Questi leader autofabbricati sono inadatti alla legge del reale e, al momento del redde rationem con il verdetto popolare, non scelgono la presa d’atto, uscendo di scena come accadde in mezzo mondo. No, essi rimediano con vie illusorie, scotomizzando il giudizio del paese. C’è la via renziana, che consiste nell’incistarsi dentro al partito padre che lo ha partorito, perché ormai consapevole di avere le gambe di burro ed essere bocciato per sempre al voto, per poi influenzarlo da tergo creando piccoli gruppi di adepti ai quali proporsi come guida in attesa del parricidio.

La via salviniana invece, a fronte di un’Italia che non lo ha seguito, ignora l’accaduto ponendo la bontà del suo agire in un atto di fede (la Madonna), tramutando il volere popolare in un particolare di second’ordine rispetto a disegni trascendenti.

Questi leader sono ben lontani dagli statisti del secolo passato, ideologicamente formati, abituati al pudore in pubblico, i quali avevano di certo qualche pecca nel privato, ma assolvevano integralmente alla loro funzione di esecutori del retroterra ideologico che ne sosteneva le spalle: Berlinguer, De Gasperi, Nenni, Togliatti vedevano il patto Atlantico, oppure l’Urss, come un altare laico verso il quale genuflettersi.

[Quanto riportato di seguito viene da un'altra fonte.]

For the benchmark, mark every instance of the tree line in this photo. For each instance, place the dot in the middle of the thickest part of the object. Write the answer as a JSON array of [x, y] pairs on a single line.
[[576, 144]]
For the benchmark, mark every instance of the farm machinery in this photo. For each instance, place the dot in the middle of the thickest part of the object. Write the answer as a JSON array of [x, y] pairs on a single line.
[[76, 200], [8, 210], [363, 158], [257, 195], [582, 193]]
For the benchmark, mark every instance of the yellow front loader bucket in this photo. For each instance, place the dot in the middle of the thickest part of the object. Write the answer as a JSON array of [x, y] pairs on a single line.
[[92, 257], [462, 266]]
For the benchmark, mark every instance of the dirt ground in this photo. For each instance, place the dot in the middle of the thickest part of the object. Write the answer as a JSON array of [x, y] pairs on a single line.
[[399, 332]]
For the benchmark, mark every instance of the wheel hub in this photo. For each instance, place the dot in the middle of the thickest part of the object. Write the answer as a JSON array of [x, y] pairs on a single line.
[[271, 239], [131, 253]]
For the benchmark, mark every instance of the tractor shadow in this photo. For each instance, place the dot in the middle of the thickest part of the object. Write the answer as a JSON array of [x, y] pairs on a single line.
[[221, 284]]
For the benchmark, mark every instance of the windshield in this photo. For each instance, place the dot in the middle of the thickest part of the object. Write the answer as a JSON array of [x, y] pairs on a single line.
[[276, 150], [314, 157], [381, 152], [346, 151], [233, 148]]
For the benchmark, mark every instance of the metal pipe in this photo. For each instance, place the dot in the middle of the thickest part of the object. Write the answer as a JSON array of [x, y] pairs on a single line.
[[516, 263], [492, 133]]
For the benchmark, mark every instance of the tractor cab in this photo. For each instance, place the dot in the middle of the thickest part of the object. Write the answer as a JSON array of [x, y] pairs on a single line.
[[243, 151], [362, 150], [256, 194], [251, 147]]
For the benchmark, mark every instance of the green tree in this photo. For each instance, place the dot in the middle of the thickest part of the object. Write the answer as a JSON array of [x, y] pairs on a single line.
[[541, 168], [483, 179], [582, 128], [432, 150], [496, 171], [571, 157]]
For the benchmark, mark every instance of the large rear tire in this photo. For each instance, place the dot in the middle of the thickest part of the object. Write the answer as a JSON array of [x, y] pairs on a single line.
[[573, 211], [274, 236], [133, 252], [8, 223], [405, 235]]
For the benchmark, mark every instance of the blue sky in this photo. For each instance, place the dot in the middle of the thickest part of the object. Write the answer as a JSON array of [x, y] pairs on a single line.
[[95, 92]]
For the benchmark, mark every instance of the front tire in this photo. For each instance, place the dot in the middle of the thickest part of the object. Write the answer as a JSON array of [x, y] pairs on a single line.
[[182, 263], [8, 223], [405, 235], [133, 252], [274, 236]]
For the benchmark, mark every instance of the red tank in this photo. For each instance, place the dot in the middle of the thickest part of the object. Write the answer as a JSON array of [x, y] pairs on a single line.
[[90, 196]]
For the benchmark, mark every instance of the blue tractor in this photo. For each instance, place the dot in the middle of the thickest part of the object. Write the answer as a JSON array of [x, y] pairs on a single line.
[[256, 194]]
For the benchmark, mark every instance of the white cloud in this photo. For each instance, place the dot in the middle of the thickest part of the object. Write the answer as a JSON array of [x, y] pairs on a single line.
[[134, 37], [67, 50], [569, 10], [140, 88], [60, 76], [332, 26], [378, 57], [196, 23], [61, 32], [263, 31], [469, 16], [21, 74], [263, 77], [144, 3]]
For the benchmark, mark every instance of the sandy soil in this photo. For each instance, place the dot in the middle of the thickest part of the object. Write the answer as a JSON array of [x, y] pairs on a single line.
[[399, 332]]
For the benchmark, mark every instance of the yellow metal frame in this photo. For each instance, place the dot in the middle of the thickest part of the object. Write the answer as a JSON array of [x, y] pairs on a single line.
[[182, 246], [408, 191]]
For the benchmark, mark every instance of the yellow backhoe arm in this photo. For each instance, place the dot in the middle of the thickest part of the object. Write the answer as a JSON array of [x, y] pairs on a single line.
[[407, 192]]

I neo leader, privi di un’ideologia a tergo (e lasciamo perdere le tragiche pezze teoriche posticce con le quali il renzicalcatismo ha cercato di nobilitare le gesta di Telemaco…) ma dotati del loro solo desiderio di comando, si pongono come figure gommose che si modellano in funzione del sentire della popolazione, con la barra dritta verso l’opinione media. Si sintonizzano con i bisogni personali dell’uno per uno, ponendosi come risolutori del problema del singolo e domandando in cambio un sostegno al proprio interesse.

I ricchi, i radical chic, gli xenofobi e razzisti nascosti per Renzi. Gli insicuri, gli xenofobi dichiarati, i timorosi del diverso per Salvini. Essi sono portatori della legge eguale per tutti, ma quella del “mio orto in cambio del tuo”. Non è un caso che molti di questi leader utilizzino nel loro vocabolario elettorale adagi quali “se voi mi darete, io farò per voi”. Quando il voi è riferito a una categoria, una corporazione, più suscettibile di essere solleticata nella pancia.

In questo governo saranno immessi dal passato uomini, oggi costretti alla retrovia, che hanno fatto dell’odio verso gli altri partiti il plinto del loro agire, teoricamente, politicamente, con le loro parole. Il loro desiderio di potere non tarderà a manifestarsi.